音楽祭中、メインとなる演奏会やオペラは20時頃から始まります。18時頃になると、ラフな姿の観光客の間に、スーツ・ドレス・タキシード姿の男女がちらほら現れてきます。観光客100人がいるとすると数人の着飾った人々がどこから湧き出るように現れてきます。表現は悪いですが、わいて出るような感じです。

短パン・Tシャツで歩いている横にタキシード姿の紳士淑女が歩いている、という奇妙な光景を見ることができます。紳士淑女が向かう先はコンサートホールですから、いたるところから出てきたその人たちは同じ処に向かっていきます。いたるところ、というのは紳士淑女が宿泊しているホテルです。

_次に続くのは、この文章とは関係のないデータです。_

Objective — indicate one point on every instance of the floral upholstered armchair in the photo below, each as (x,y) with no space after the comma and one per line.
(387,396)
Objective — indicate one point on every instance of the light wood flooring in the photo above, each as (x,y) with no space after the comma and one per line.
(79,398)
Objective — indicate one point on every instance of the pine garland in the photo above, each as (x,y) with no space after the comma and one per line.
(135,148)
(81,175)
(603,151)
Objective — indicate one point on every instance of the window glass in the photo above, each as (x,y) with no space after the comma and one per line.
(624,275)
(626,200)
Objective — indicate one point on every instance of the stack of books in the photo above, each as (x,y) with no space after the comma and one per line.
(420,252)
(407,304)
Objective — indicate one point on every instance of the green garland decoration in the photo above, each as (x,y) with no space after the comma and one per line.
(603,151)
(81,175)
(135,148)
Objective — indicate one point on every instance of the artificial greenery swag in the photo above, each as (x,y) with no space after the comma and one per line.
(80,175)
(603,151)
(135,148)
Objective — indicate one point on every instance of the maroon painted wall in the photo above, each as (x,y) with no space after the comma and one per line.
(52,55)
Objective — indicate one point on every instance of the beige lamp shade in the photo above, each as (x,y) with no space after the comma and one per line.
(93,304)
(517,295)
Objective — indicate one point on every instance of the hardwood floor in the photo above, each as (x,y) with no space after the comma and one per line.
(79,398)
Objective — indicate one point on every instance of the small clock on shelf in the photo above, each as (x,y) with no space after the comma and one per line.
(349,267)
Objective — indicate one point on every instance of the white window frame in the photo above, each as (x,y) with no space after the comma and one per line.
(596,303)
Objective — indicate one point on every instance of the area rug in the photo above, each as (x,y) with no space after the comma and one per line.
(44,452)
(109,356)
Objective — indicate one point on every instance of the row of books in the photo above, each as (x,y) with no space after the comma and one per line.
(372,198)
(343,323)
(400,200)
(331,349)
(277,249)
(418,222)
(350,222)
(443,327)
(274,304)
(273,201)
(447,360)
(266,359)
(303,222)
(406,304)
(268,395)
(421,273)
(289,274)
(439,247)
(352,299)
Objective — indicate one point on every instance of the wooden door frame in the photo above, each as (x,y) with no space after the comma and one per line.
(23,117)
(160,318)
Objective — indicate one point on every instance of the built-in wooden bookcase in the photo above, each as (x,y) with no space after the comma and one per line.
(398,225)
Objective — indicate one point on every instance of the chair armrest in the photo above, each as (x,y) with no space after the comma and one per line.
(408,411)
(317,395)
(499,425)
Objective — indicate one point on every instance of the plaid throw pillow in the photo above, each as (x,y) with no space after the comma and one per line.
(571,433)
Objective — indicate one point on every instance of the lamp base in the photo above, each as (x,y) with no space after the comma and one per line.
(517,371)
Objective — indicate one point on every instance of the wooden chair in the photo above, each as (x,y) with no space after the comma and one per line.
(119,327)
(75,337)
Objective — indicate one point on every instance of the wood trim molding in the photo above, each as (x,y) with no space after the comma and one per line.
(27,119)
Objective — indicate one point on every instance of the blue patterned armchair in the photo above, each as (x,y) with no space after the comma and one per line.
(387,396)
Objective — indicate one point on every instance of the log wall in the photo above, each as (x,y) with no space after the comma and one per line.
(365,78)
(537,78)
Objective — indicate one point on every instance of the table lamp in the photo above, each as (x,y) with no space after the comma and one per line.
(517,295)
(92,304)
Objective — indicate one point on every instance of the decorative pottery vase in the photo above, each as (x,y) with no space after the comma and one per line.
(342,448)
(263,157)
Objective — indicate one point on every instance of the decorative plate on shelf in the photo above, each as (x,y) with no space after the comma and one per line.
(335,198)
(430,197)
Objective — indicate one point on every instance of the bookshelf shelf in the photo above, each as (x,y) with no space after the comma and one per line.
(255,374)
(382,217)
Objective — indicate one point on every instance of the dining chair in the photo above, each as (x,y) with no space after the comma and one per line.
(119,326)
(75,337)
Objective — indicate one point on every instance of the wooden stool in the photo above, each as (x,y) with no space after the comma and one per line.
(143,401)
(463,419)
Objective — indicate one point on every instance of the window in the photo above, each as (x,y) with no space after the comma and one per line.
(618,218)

コンサートホールの前には、軽食が出来る場所があります。ホワイエといいますが、シャンパン・ワインを飲みながら開演前に談笑しています。その様子を写真に撮る観光客。

演奏会10分前くらになると、紳士淑女はコンサートホールに入っていきます。タキシード姿は思ったほど多くなく、男性はスーツ、女性はイブニングドレス。日本人女性も多く、大抵は着物、という感じです。

オーケストラはいろいろですが、夏場はウィーンフィルがウィーンから引っ越してきて音楽祭中はずっとザルツブルクに滞在しています。チケットは3月頃には購入しないとよい席を確保することはできません。当日チケットも販売していますが、ウィーンフィルの演奏会のチケットは当日の入手はよほどのことがないと無理でしょう。

人気のあるプログラム、ブルックナー8番。ブル8と言われている交響曲です。指揮者はいろいろです。
私が聴いた時の指揮者は、スウェーデン人のヘルベルト・ブロムシュテットでした。前の方には着物姿のご婦人たちが15人くらいいました。時差ぼけでこっくりこっくりしているのか、演奏中に頭が揺れている人もいました。ブル8は長い曲ですから、聴き込んでないと眠くなるかもしれません。

演奏が終わった後は、遅い食事になります。コンサートホールから着飾った人々が雑踏の中に消えていきます。

日本で言えば、観光客が溢れる京都で、夕方にいたるところから着飾った人が三々五々現れ、同じ場所に向けてゆっくり歩いていく。終わると、どこかにゆっくりと消えていく。翌日、また同じ光景を見ることができる。

音楽に興味が無い人、チケットが入手出来なかった人でも、この不思議な光景を見るだけでも、ザルツブルク音楽祭に行ったよ、と言えるでしょう。